2. Betekening dagvaarding
2.1. Betekening in persoon (art. 46 Rv) of aan woonplaats (art. 47 Rv)

Het afschrift van de dagvaarding geldt als het oorspronkelijke exploot (art. 46 lid 2 Rv).
In eerste instantie vindt betekening in persoon plaats; de deurwaarder kan daarnaast een afschrift laten aan de woonplaats aan een huisgenoot van degene voor wie het exploot bestemd is, of aan een andere persoon van wie aannemelijk is dat deze zal bevorderen dat het afschrift degene voor het bestemd is, tijdig bereikt (art. 46 lid 1 Rv). Bij weigering kan de dagvaarding geldig worden betekend op de wijzen als vermeld in art. 46 lid 3 Rv.

Is betekening in persoon als bedoeld in art. 46 lid 1 Rv onmogelijk, dan kan de deurwaarder de dagvaarding aan de woonplaats betekenen; de deurwaarder laat een afschrift aan de woonplaats achter in een gesloten envelop of bezorgt het afschrift terstond per post. Beide handelingen dienen te worden vermeld in het exploot. Bij verzending per post wordt tevens de reden van de feitelijke onmogelijkheid vermeld (art. 47 lid 1 Rv).

2.2. Betekening ten kantore van de advocaat of deurwaarder (art. 63 Rv)
Wordt verzet gedaan, of hoger beroep resp. beroep in cassatie ingesteld, dan kan het exploot worden gedaan aan het kantoor van de advocaat of deurwaarder bij wie degene, voor wie het exploot is bestemd, laatstelijk woonplaats heeft gekozen, ook indien deze een bekende woonplaats of een bekend werkelijk verblijf heeft in een Staat waar Verordening (EG) nr. 1393/2007 (art. 56 lid 1 Rv) van kracht is (art. 63 lid 1 Rv).

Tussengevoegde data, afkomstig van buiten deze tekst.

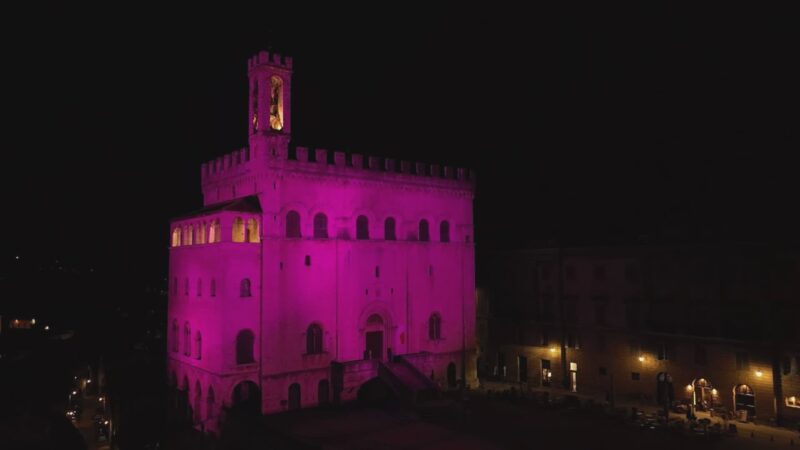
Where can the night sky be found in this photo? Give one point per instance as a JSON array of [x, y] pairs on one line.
[[586, 124]]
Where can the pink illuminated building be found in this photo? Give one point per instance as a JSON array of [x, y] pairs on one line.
[[307, 274]]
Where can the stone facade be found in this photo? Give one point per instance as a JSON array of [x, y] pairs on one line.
[[305, 270]]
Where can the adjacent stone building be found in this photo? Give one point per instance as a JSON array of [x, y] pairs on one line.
[[720, 321]]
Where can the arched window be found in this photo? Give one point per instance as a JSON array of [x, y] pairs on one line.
[[244, 347], [237, 234], [198, 345], [292, 224], [435, 327], [252, 231], [276, 103], [362, 228], [210, 403], [244, 288], [201, 233], [175, 336], [320, 226], [198, 398], [389, 229], [213, 231], [424, 231], [444, 231], [187, 339], [314, 339]]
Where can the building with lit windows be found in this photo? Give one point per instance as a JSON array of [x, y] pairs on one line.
[[720, 321], [307, 272]]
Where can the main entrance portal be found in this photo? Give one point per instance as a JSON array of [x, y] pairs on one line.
[[374, 345]]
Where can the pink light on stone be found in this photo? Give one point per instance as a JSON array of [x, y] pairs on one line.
[[295, 264]]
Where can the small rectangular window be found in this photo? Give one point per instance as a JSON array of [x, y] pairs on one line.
[[742, 361], [700, 356], [544, 339], [599, 272]]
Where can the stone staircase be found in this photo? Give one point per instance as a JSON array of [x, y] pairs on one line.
[[408, 383]]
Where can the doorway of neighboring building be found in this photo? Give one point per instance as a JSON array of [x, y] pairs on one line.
[[745, 399], [547, 374], [374, 345], [294, 396], [573, 377]]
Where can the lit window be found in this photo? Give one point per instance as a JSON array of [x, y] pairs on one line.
[[238, 230]]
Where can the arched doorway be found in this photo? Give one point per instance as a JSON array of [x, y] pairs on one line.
[[247, 398], [323, 392], [374, 337], [703, 394], [451, 375], [744, 399], [294, 396]]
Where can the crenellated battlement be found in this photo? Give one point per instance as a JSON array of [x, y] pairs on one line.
[[319, 160], [266, 58]]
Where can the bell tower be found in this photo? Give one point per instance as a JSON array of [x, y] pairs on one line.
[[269, 117]]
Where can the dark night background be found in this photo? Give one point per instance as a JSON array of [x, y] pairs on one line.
[[588, 124]]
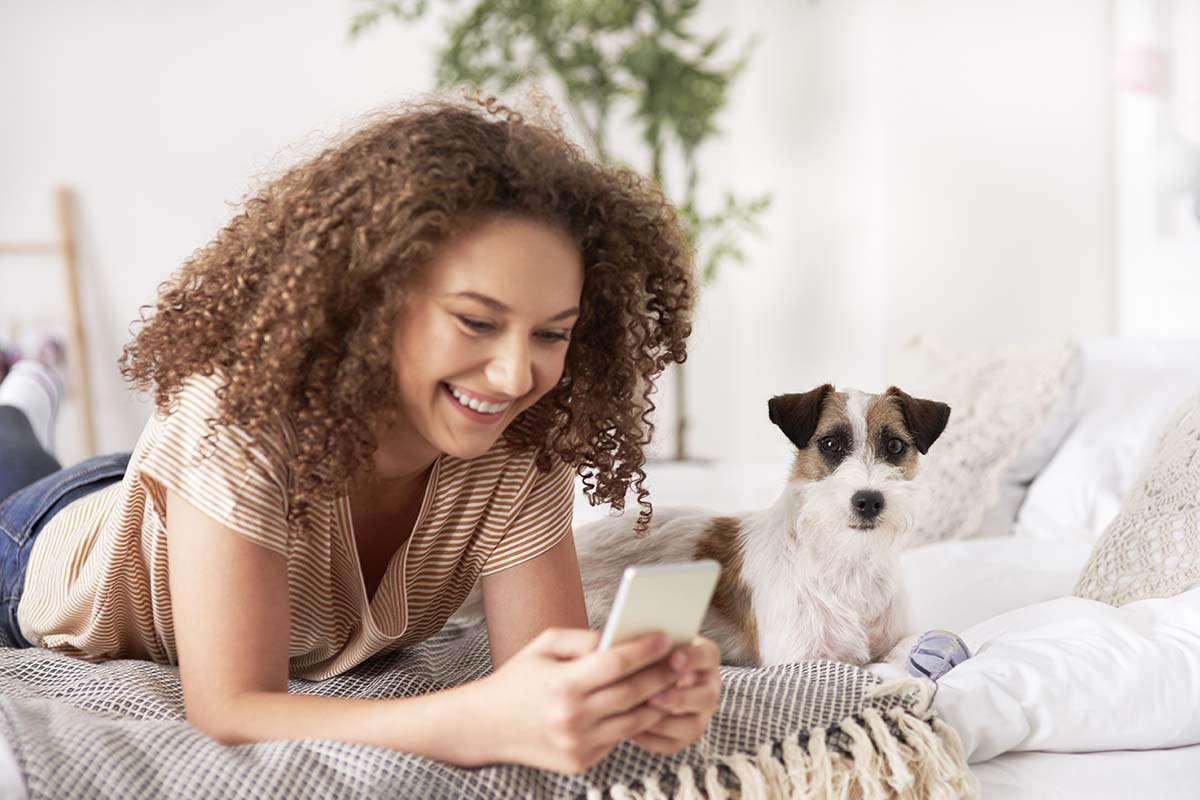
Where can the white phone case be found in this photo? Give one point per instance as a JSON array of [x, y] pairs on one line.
[[669, 597]]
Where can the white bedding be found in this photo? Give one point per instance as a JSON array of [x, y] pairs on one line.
[[1079, 675], [1117, 775], [1008, 696]]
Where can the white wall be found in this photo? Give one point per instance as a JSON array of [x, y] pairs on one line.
[[939, 168], [942, 169]]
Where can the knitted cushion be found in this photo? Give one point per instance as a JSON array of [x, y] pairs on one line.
[[814, 729], [1008, 411], [1152, 548]]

2.3. Woonplaats onbekend (art. 54 Rv)

Zijn de woonplaats en het werkelijk verblijf onbekend en betreft het exploot een te voeren of aanhangige procedure, of worden houders van aandelen welke niet op naam staan in rechte opgeroepen, dan wordt de dagvaarding betekend aan het parket van het OM bij het gerecht waar de zaak dient of moet dienen. Dient de zaak of moet de zaak dienen voor de Hoge Raad, dan geschiedt de betekening aan het parket van de P-G bij de Hoge Raad. Een uittreksel van het exploot wordt gepubliceerd in de Staatscourant (art. 54 lid 2 Rv).

2.4.1. Woonplaats buiten Nederland (art. 55 lid 1 Rv)
a. Ten aanzien van hen van wie de woonplaats of het werkelijk verblijf buiten Nederland bekend is, geschiedt de betekening aan het parket van het OM onderscheidenlijk de procureur-generaal, bedoeld in art. 54, tweede en vierde lid Rv; deze zendt een afschrift van het exploot aan het Ministerie van BuZa;
b. Bevindt de woonplaats of het werkelijk verblijf zich in Aruba, Curaçao of Sint Maarten, dan wordt het afschrift door het parket aan het Kabinet van de Gevolmachtigd Minister in Nederland gezonden;
c. Indien de woonplaats c.q. het werkelijk verblijf zich bevindt in één van de openbare lichamen Bonaire, Sint Eustatius en Saba, dan zendt het parket een afschrift naar de Nederlandse Minister van Justitie.

2.4.2. Betekening buiten Nederland (BetVo)
Wanneer de gedaagde in één van de lidstaten van de EU woont, heeft Verordening (EG) Nr. 1393/2007 inzake de betekening en kennisgeving in de lidstaten van gerechtelijke en buitengerechtelijke stukken in burgerlijke en handelszaken (BetVo) voorrang op bestaande betekeningsverdragen, waaronder het Haags Betekeningsverdrag 1969.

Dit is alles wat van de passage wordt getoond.